But today there is a third city affecting the other two. Silicon Valley, this third city, is not governed primarily by reason (it is practically the mark of a great entrepreneur to not be “reasonable”), nor by the things of the soul (the dominant belief seems to be a form of materialism). It is a place, rather, governed by the creation of value. And a large component of value is utility—whether something is useful, or is at least perceived as good or beneficial.

I realize that some people in Silicon Valley think of themselves as building rationalist enterprises. Some of them might be. The city’s guiding spirit, however, is summed up by investor and podcast host Shane Parris, popular among the Silicon Valley set, when he says: “The real test of an idea isn’t whether it’s true, but whether it’s useful.” In other words, utility trumps truth or reason.

Our new century—the world from 2000 to the present day—is dominated by Silicon Valley’s technological influence. This city has produced world-changing products and services (instantaneous search results, next-day delivery of millions of products, constant connectivity to thousands of “friends”) that create and shape new desires. This new city and the new forces it has unleashed are affecting humanity more than anything Tertullian could have imagined.

And this new city is growing in power. Never before have the questions of Athens and the questions of Jerusalem been mediated to us by such a great variety of things that vie for our attention and our desires. Silicon Valley, this third city, has altered the nature of the problem that Tertullian was wrestling with. The questions of what is true and what is good for the soul are now mostly subordinated to technological progress—or, at the very least, the questions of Athens and Jerusalem are now so bound up with this progress that it’s creating confusion.

It is hard to escape the utilitarian logic of Silicon Valley, and we lie to ourselves when we rationalize our motivations. The most interesting thing about the cryptocurrency craze was the ubiquity of “white papers”—the framing of every new product in purely rational terms, or the need to present it as a product of Athens. And then there was Dogecoin.

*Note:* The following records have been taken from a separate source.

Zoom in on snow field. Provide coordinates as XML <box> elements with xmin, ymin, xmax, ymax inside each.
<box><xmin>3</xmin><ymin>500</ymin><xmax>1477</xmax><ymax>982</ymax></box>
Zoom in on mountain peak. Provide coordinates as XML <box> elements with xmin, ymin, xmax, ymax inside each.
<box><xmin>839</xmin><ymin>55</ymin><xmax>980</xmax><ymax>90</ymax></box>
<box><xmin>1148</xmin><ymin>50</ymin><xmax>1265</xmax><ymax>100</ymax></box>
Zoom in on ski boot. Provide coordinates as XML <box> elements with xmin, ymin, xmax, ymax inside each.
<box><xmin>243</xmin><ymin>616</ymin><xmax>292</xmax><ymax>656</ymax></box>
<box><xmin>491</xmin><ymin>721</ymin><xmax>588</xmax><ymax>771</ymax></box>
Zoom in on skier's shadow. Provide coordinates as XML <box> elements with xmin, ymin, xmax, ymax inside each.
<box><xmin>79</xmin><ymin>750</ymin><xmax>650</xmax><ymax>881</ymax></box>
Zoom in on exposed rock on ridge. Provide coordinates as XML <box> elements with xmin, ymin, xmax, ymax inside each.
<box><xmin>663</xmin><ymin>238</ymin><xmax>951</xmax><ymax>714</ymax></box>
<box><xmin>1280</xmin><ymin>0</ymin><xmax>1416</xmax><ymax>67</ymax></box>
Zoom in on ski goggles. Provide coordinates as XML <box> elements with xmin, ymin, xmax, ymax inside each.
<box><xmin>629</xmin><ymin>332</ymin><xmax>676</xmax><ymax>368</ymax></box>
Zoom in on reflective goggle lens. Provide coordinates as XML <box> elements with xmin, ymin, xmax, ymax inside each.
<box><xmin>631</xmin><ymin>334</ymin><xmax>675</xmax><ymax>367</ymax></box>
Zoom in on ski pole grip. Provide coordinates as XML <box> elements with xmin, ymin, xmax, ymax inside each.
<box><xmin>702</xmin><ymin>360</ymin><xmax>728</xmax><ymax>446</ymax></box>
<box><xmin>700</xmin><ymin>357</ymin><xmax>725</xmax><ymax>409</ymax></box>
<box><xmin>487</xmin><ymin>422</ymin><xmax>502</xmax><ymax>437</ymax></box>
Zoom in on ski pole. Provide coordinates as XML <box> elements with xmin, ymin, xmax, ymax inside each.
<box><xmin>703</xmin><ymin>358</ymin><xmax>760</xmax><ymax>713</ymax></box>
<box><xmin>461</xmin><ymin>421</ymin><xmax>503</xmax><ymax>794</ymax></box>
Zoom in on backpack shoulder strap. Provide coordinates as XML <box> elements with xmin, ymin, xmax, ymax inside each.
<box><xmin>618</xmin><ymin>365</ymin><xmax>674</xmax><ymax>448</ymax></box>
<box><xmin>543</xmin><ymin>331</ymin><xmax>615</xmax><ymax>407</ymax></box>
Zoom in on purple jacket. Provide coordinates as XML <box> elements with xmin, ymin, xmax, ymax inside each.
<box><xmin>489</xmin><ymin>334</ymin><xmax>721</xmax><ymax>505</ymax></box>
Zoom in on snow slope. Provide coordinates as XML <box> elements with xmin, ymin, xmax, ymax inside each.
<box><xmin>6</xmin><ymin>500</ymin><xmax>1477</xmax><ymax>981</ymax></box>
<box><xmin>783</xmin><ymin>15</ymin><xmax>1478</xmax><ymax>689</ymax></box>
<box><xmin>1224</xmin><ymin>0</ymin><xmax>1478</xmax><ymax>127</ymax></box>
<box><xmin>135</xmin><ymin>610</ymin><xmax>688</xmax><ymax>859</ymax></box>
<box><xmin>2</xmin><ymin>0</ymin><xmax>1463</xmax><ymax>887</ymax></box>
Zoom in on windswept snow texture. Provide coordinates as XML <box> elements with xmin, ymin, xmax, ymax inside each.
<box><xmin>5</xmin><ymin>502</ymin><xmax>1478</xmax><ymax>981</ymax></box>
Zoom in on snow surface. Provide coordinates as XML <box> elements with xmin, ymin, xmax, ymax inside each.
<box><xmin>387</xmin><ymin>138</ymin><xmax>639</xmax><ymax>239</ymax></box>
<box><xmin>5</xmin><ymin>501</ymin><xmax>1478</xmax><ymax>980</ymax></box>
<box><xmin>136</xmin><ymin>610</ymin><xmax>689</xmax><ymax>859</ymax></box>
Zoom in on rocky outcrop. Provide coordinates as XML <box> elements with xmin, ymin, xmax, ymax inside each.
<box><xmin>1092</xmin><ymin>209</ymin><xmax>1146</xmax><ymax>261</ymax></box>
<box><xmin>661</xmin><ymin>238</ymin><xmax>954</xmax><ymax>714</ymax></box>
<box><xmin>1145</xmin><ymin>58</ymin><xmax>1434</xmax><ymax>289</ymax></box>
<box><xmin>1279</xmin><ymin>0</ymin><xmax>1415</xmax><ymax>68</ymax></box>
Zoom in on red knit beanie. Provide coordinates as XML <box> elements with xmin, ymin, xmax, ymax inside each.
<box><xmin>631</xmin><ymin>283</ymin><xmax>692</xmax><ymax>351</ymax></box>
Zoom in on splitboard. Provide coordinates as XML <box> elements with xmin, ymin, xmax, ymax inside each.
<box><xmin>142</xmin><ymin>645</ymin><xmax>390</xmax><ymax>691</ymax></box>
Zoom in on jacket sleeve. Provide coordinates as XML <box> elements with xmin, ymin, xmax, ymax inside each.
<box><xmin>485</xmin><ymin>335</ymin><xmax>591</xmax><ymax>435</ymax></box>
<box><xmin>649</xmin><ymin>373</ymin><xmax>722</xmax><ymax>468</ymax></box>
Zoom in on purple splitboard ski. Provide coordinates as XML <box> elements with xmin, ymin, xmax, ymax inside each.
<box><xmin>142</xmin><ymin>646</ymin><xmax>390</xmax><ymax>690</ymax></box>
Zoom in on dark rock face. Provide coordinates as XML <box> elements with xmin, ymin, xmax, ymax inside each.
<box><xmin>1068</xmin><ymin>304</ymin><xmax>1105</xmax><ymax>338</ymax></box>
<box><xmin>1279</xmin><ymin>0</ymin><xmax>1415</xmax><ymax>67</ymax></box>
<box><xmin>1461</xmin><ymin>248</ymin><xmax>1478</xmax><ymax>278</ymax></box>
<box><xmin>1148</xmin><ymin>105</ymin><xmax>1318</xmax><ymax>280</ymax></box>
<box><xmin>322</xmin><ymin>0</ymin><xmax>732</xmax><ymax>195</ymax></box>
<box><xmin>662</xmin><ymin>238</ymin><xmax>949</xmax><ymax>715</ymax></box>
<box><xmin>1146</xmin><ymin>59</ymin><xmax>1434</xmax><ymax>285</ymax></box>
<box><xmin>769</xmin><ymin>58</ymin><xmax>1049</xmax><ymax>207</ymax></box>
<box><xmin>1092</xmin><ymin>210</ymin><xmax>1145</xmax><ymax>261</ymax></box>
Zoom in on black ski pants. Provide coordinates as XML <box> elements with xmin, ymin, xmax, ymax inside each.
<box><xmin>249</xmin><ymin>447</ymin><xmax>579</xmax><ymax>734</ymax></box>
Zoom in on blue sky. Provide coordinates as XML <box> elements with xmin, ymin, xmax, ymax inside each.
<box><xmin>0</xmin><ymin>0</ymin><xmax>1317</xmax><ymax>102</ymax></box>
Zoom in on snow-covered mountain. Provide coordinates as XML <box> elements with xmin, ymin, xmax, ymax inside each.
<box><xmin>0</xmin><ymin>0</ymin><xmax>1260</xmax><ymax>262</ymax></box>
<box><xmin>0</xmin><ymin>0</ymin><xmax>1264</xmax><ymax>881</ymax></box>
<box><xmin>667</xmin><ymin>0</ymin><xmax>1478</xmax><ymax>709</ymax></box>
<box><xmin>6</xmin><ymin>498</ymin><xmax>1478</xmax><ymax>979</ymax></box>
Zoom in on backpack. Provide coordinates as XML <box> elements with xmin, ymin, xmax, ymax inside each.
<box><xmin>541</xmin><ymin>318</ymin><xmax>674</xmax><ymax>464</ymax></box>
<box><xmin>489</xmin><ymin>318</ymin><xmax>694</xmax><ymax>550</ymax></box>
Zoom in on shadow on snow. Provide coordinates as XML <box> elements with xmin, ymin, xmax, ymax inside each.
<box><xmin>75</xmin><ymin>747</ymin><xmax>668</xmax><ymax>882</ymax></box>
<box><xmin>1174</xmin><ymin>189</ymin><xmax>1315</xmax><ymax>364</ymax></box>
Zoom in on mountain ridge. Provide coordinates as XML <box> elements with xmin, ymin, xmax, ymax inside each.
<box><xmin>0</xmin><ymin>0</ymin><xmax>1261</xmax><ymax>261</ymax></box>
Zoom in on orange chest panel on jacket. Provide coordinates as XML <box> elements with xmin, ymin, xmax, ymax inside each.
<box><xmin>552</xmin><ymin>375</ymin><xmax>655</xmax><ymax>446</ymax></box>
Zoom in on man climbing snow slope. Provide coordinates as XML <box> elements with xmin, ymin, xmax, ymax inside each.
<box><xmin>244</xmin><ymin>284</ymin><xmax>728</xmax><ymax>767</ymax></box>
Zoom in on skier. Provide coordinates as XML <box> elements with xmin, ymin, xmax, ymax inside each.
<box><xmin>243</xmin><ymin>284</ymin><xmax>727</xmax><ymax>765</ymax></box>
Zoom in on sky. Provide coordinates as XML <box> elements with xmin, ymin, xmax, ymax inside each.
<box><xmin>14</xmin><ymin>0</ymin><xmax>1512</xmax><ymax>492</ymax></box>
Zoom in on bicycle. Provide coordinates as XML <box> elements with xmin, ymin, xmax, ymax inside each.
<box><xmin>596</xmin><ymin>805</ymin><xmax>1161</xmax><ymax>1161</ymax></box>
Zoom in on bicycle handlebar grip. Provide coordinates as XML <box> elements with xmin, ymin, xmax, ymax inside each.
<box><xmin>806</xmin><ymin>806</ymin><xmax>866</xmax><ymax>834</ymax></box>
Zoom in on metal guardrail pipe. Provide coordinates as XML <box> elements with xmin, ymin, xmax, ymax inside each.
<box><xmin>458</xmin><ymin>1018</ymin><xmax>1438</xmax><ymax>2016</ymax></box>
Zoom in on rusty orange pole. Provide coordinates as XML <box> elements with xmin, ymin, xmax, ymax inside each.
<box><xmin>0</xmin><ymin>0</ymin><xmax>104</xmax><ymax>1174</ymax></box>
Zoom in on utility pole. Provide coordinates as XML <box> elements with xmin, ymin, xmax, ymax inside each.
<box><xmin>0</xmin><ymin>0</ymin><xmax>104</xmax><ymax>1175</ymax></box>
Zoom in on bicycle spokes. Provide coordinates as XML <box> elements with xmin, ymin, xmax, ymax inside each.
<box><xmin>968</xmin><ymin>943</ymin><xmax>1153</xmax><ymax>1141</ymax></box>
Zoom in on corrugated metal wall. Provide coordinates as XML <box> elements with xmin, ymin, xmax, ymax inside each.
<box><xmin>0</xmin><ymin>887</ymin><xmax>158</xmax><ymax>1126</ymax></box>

We’re not living in a world of pure reason or religious enchantment, but something entirely new.

Reason, religion, and the technology-driven quest to create value at any cost are now interacting in ways we scarcely understand, but which have vast influence over our everyday lives. Our two-decades-long experiment with social media has already shown the extent to which reason, or Athens, is being flooded with so much content that many have referred to it as a post-truth environment. Some social psychologists, like Jonathan Haidt, believe it’s making us crazy and undermining our democracy. Humanity is at a crossroads. We are trying to reconcile various needs—for rationality, for worship, for productivity—and the tension of this pursuit shows up in the things we create. Because the three cities are interacting, we are now living with technology-mediated religion (online church services) and technology-mediated reason (280-character Twitter debates); religiously adopted technology (bitcoin) and religiously observed reason (Covid-19 cathedrals of safety); rational religion (effective altruism) and “rational” technology (3D-printed assisted-suicide pods).

If Tertullian were alive today, I believe he would ask: “What does Athens have to do with Jerusalem—and what do either have to do with Silicon Valley?” In other words, how do the domains of reason and religion relate to the domain of technological innovation and its financiers in Silicon Valley? If the Enlightenment champion Steven Pinker (a resident of Athens) walked into a bar with a Trappist monk (Jerusalem) and Elon Musk (Silicon Valley) with the goal of solving a problem, would they ever be able to arrive at a consensus?